Ditengah obrolanku dengan Fasa, dari
jarak yag agak jauh aku melihat sosok putih berambut pekat yang kukenali, Dai!
Dia berada di sebuah taman bunga Biotik bersama beberapa orang anak-anak.
Kuperhatikan Dai yang tampak begitu ramah pada siapapun itu tertawa bersama
anak-anak.
“Mmm., bisa kau hentikan sebentar mobilnya?”
Pintaku. Fasa menghentikan mobilnya sesuai permintaanku.
Aku memandang Dai yang menyenangkan
untuk dilihat, dia sangat bersahabat dengan sikapnya, dia juga selalu tersenyum
cerah pada semua orang, dia memang pantas dijuluki White Prince. Setiap aku
melihatnya, itu mengingatkanku pada sesuatu atau mungkin seseorang. Entahlah!

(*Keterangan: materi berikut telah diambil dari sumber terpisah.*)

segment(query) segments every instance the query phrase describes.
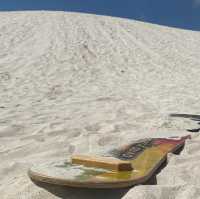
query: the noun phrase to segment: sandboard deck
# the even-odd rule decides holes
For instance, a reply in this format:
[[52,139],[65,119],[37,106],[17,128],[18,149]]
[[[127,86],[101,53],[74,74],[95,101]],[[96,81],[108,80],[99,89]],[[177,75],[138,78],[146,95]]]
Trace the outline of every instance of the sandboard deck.
[[35,181],[69,187],[129,187],[145,183],[166,160],[167,154],[180,149],[188,138],[190,136],[143,139],[109,152],[109,157],[130,162],[133,170],[119,171],[63,161],[34,166],[28,174]]

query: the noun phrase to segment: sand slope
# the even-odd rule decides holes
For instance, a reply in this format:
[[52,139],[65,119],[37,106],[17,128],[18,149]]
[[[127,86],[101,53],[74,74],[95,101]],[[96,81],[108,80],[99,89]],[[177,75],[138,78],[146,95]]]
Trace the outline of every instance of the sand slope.
[[2,12],[0,44],[1,198],[199,197],[191,175],[199,176],[198,137],[170,159],[158,186],[127,195],[47,191],[26,175],[44,159],[198,128],[168,114],[199,113],[199,32],[78,13]]

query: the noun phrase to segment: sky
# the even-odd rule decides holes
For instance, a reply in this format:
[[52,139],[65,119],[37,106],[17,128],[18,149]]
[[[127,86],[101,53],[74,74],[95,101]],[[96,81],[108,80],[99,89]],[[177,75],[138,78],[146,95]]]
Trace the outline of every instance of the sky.
[[74,11],[200,30],[200,0],[0,0],[0,10]]

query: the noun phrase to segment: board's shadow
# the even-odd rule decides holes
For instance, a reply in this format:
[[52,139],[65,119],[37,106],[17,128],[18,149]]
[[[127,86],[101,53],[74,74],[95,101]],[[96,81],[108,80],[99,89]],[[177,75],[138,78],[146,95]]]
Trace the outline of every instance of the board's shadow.
[[[200,125],[200,115],[173,113],[173,114],[170,114],[170,117],[188,118],[190,120],[197,122],[197,124]],[[192,132],[192,133],[198,133],[200,132],[200,128],[187,129],[187,131]]]
[[84,188],[69,188],[65,186],[51,185],[42,182],[35,182],[37,186],[46,189],[50,193],[62,199],[120,199],[128,191],[124,189],[84,189]]

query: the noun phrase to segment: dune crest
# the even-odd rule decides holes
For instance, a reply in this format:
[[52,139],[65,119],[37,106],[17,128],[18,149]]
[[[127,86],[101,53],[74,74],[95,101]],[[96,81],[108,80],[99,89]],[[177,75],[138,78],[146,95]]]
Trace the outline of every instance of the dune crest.
[[[26,171],[44,160],[199,128],[168,116],[199,113],[199,32],[79,13],[1,12],[0,44],[3,199],[93,198],[42,189]],[[195,198],[200,182],[190,172],[199,175],[198,144],[192,139],[170,159],[158,186],[111,191],[109,198]]]

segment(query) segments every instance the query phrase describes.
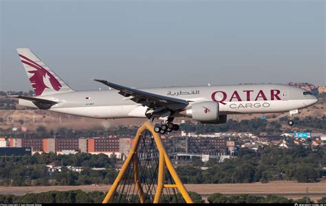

Aku hanya suka melihatnya dengan sikapnya yang ramah.
“Apa kau juga jatuh Cinta padanya?” Teguran
Fasa memecah lamunanku. Aku menoleh sesaat kearah Fasa, lalu mengembalikan
pandanganku pada Dai.
“Bisa kujalankan mobilnya sekarang, Vier?”
“Te... tentu! Maaf, ya!”
“Tak apa! Kalaupun kau menyukainya... itu hal
yang wajar!”
“Tidak, Fasa! Lelaki yang mudah didekati
seperti itu... bukan tipeku!”
Aku membuang pandanganku dan kembali
pada obrolanku dengan Fasa. Aku pun tak tau siapa yang akan kusukai nantinya.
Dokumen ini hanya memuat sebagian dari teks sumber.